Well I went down to Vero Beach to visit my parents last weekend. My dad and I fished Sunday morning and I must have had my lip curled just right because I managed to land a SLAM in 14 minutes. No Lie, check the time and date stamp on the pictures.

We were working a nice shore line in the Vero Area with nice weather. I hooked up a 4 lb. Trout and snapped a pic. Then Cast back out and hooked up the Snook. Landed and measured 25.5"; just shy of the dinner table. Then laughing I cast back out and nothing. then the next cast I hooked up again with a 6-7 lbs. red. 

From the time the first fish was boated to the picture of the last one completing the Slam was 14 minutes.
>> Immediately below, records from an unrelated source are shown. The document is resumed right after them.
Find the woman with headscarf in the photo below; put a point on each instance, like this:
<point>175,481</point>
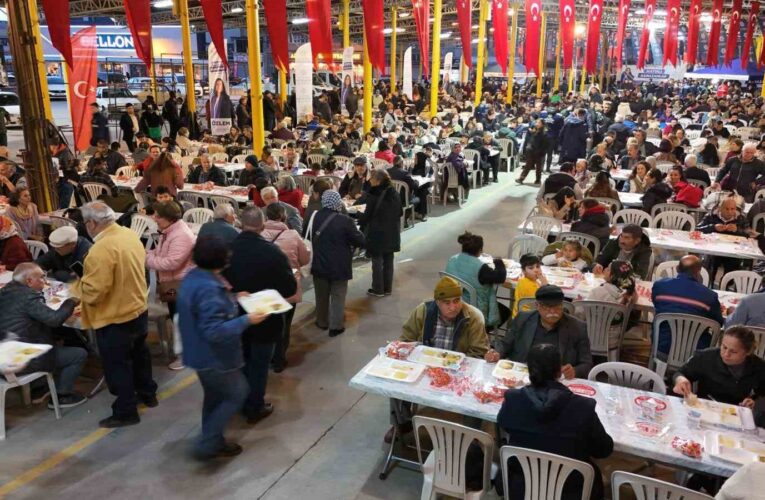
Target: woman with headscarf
<point>333,237</point>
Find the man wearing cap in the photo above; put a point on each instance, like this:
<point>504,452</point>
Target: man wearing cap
<point>64,262</point>
<point>549,324</point>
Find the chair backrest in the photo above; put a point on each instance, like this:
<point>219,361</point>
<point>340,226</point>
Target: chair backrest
<point>198,215</point>
<point>743,281</point>
<point>629,375</point>
<point>542,226</point>
<point>450,448</point>
<point>36,248</point>
<point>648,488</point>
<point>633,216</point>
<point>674,220</point>
<point>599,317</point>
<point>523,244</point>
<point>588,241</point>
<point>544,474</point>
<point>685,331</point>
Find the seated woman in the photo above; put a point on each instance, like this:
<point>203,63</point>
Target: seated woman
<point>547,416</point>
<point>482,277</point>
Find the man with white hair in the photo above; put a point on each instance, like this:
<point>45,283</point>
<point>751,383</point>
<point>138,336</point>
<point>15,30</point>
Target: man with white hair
<point>114,298</point>
<point>222,226</point>
<point>270,195</point>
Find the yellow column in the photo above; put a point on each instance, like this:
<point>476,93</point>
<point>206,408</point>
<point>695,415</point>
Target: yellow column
<point>542,47</point>
<point>35,18</point>
<point>482,14</point>
<point>394,15</point>
<point>256,86</point>
<point>511,63</point>
<point>435,56</point>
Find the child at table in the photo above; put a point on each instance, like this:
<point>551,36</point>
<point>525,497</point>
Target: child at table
<point>531,280</point>
<point>569,255</point>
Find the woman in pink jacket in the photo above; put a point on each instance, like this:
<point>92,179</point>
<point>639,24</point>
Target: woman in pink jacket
<point>171,256</point>
<point>289,240</point>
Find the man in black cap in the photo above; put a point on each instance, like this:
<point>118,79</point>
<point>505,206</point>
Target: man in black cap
<point>549,324</point>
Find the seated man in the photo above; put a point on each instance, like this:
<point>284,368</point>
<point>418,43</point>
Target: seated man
<point>687,295</point>
<point>549,324</point>
<point>25,315</point>
<point>67,256</point>
<point>633,246</point>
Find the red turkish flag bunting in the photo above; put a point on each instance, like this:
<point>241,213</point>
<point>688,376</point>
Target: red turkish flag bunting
<point>533,32</point>
<point>275,12</point>
<point>754,10</point>
<point>733,28</point>
<point>464,15</point>
<point>319,14</point>
<point>670,33</point>
<point>621,28</point>
<point>422,21</point>
<point>694,17</point>
<point>567,28</point>
<point>499,20</point>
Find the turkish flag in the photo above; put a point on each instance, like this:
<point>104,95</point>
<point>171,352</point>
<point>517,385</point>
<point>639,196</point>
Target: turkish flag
<point>714,34</point>
<point>464,15</point>
<point>670,33</point>
<point>593,36</point>
<point>694,16</point>
<point>83,79</point>
<point>319,13</point>
<point>567,27</point>
<point>57,17</point>
<point>422,21</point>
<point>499,21</point>
<point>650,7</point>
<point>374,23</point>
<point>275,12</point>
<point>624,9</point>
<point>138,13</point>
<point>533,32</point>
<point>754,10</point>
<point>733,28</point>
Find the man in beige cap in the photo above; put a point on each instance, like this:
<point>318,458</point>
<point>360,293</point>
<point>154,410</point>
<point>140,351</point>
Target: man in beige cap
<point>65,261</point>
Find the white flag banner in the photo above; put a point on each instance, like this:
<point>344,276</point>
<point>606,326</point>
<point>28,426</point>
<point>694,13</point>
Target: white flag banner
<point>303,81</point>
<point>408,72</point>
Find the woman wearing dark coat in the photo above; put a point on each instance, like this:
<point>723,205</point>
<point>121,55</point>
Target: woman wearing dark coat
<point>381,225</point>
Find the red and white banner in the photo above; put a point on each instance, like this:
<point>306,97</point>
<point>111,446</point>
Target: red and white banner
<point>533,33</point>
<point>319,14</point>
<point>499,22</point>
<point>733,29</point>
<point>621,28</point>
<point>750,27</point>
<point>650,7</point>
<point>593,36</point>
<point>138,13</point>
<point>374,24</point>
<point>694,19</point>
<point>421,12</point>
<point>83,79</point>
<point>670,33</point>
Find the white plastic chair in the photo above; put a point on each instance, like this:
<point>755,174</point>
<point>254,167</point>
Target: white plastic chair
<point>629,375</point>
<point>23,381</point>
<point>743,281</point>
<point>198,215</point>
<point>545,474</point>
<point>599,316</point>
<point>542,226</point>
<point>672,219</point>
<point>36,248</point>
<point>648,488</point>
<point>443,470</point>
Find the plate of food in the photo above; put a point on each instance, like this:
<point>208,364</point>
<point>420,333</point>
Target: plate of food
<point>265,302</point>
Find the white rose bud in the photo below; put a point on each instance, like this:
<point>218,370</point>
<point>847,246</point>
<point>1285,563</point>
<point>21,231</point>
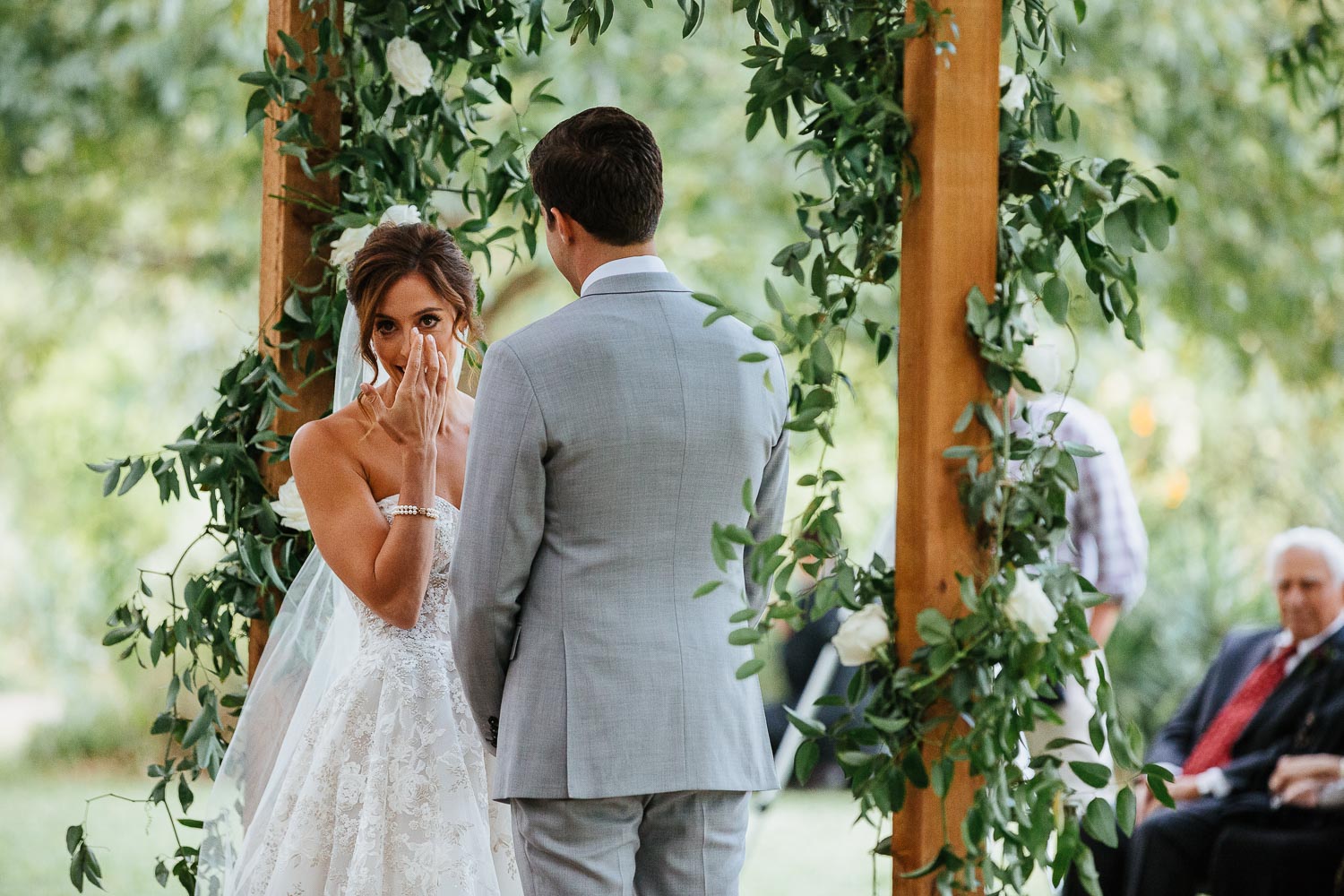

And all before 9am and on about 100 ft of shore line.

I then sat down and said "Dad it's your turn; I am fulfilled for the day".
We continued to fish and I worke dthe boat for my Pops and he landed 2 reds.

Trout








Snook








Redfish









Also,
Heres a pic of a fly caught red from the weekend before.










Two great days that I am thankful that I can make it out on the water. Even better was the time spent with my dad and the laughs that were shared.


----------



## Guest (Feb 16, 2007)

Was that on the fly?  Nice job. Now get it down to ten. ;D


----------



## fatalbert43 (Dec 13, 2006)

The slam was on spinning tackle.

Also, I just had one of those adulthood revelations. I was looking at the pictures and I realized my nogin is just as big as my dads. Wow, realizing your turning into your parents............................I gotta go lay down now.


----------



## tom_in_orl (Dec 9, 2006)

15 minutes [smiley=frustrated.gif]

Did you really say 15 minutes [smiley=frustrated.gif] [smiley=frustrated.gif]

Awesome report


----------



## brew1891 (Dec 10, 2006)

I think I recognize that last picture ;D

remind me to give you a UF hat next time i see you so you dont ruin all your pictures!


----------



## phishphood (Dec 15, 2006)

If you can't do any better than that, I'd find a new place to post. The standards are pretty high around
here since we all get a slam every trip. Like slamming my finger in the truck door or with a hatch lid.

Awesome job and having your Dad on board makes it even sweeter. Mine still likes to go, but he's pretty much
past his fishing prime. Enjoy it while you can.


----------



## Apollobeachsam (Dec 14, 2006)

very nice.. 15min, the bite must have been on fire.


----------



## fatalbert43 (Dec 13, 2006)

> I think I recognize that last picture ;D
> 
> remind me to give you a UF hat next time i see you so you dont ruin all your pictures!


I'll take that hat . I need something to wipe the fish slime off my hands with! ;D ;D ;D ;D ;D ;D


----------